Fifty consecutive patients of ReA, defined by Braun criteria, refractory to NSAIDs were included, with 25 in each group (Sulfasalazine group, tofacitinib group). Forty‐six patients completed the study. The primary endpoint was DAREA (Disease Activity Index for the Assessment of Reactive Arthritis) at week 12 between the two groups. Complete response (CR), partial response (PR) and no response (NR) were defined based on DAREA of ≤ 5, 6–10, and > 10, respectively. Secondary endpoints were pain VAS, ESR, CRP, BASFI, MASES, and ASDAS‐CRP.

Results

Of the 46 patients who completed the study, 70% were males, with HLA‐B27 positivity in 65%. Twenty‐one received sulfasalazine and 25, tofacitinib.
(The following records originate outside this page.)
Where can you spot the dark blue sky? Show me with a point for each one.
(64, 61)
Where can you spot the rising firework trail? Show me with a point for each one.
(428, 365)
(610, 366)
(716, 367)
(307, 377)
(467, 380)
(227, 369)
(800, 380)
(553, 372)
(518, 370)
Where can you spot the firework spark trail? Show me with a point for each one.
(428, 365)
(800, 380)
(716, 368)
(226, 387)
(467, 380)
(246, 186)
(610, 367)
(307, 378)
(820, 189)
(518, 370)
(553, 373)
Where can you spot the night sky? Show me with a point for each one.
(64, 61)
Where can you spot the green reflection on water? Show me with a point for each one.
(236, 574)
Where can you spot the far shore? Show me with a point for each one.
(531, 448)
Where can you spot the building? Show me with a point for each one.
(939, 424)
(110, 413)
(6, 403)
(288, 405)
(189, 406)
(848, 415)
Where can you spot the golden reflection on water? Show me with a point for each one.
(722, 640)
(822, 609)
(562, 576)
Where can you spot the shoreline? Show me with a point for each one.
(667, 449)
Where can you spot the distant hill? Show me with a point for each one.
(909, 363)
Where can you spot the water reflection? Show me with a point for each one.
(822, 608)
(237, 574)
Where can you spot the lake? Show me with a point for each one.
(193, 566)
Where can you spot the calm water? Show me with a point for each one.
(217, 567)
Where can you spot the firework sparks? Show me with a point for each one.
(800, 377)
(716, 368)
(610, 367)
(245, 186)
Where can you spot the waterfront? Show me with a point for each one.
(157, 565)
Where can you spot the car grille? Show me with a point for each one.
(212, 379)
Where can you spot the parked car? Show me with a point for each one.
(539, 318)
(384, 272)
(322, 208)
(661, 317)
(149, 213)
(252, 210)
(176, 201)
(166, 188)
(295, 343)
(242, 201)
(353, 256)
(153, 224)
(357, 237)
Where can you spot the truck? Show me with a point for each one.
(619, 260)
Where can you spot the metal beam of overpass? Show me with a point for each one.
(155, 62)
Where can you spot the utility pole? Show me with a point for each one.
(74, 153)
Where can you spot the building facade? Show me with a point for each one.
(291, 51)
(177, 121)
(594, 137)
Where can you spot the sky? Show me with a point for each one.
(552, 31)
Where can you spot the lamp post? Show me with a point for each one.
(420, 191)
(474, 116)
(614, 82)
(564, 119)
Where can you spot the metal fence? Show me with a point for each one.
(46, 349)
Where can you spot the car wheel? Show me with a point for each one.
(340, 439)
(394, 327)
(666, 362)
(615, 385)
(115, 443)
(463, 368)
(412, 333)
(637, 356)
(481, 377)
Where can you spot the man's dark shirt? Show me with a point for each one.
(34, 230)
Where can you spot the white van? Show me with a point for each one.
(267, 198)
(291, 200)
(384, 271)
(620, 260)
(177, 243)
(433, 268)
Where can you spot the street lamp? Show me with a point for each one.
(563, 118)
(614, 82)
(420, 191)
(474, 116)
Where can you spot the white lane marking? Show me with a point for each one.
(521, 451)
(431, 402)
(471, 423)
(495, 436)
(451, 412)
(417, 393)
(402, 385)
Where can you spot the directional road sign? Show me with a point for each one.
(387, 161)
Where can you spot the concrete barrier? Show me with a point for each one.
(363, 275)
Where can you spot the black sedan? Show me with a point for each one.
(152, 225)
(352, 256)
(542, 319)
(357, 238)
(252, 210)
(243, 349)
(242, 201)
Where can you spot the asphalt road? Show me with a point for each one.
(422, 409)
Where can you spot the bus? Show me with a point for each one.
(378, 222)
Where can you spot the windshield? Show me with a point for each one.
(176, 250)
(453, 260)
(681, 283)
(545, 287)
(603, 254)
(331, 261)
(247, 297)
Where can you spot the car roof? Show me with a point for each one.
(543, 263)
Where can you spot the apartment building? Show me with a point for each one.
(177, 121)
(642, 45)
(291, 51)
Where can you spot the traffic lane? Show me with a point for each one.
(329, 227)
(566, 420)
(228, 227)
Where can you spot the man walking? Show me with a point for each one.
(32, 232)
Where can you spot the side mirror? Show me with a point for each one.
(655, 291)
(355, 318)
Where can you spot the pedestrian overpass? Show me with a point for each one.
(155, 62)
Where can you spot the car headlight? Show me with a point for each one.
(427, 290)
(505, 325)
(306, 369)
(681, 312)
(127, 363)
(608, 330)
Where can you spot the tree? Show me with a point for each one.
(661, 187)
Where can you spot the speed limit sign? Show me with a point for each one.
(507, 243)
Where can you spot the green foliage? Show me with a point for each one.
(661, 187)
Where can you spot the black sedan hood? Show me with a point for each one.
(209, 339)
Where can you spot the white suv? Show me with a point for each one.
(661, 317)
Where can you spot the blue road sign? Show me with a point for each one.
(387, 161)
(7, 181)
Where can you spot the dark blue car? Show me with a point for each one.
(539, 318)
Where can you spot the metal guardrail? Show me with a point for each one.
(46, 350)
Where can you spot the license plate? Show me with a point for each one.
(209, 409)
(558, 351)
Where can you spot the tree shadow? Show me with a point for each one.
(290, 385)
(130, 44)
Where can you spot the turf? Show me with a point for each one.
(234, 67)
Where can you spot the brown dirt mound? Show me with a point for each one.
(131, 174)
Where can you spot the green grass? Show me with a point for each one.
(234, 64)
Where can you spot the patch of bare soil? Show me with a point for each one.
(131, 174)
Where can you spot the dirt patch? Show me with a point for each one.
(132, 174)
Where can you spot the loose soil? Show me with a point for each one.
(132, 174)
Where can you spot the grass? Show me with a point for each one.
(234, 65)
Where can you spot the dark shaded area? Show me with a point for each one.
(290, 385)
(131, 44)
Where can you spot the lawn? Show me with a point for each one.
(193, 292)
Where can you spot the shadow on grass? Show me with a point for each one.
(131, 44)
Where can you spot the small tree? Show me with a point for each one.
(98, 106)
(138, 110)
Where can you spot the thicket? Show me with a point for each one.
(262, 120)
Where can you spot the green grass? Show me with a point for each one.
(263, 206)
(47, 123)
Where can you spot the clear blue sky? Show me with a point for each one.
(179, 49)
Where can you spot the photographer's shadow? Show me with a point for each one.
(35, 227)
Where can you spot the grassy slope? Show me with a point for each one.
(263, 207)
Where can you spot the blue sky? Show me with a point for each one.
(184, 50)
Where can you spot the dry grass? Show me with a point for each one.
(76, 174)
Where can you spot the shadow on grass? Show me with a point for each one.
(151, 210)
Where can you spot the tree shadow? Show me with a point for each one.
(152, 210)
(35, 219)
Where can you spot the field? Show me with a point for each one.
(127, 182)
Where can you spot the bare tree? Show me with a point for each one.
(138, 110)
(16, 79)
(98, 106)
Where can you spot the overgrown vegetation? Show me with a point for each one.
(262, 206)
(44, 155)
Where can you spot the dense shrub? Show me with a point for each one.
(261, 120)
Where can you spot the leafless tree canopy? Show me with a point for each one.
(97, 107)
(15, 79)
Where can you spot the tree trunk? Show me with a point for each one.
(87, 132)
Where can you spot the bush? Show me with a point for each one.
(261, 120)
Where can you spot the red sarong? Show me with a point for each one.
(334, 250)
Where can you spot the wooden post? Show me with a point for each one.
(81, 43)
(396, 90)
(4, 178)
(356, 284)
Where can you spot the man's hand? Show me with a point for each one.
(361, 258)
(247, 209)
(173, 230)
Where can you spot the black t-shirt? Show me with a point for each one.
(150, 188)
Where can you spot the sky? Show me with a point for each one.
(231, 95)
The median DAREA at 12 weeks [3.35 (IQR: 2.77–9.18) vs. 3.05 (IQR: 2.69, 8.45), respectively)] was comparable between the two groups (p = 0.545). The decline in CRP, ESR, and DAREA was quicker in the tofacitinib group (by week 4). Change from baseline to 12 weeks in DAREA and the secondary endpoints was statistically significant within both groups (p < 0.001). 25% of patients in the tofacitinib group and 18.2% in the sulfasalazine group had NR. There were no serious adverse events in either group by week 12.

Conclusion

Sulfasalazine and tofacitinib showed comparable effectiveness and safety in NSAID‐refractory ReA at 12 weeks, with tofacitinib exhibiting a more rapid onset of therapeutic response.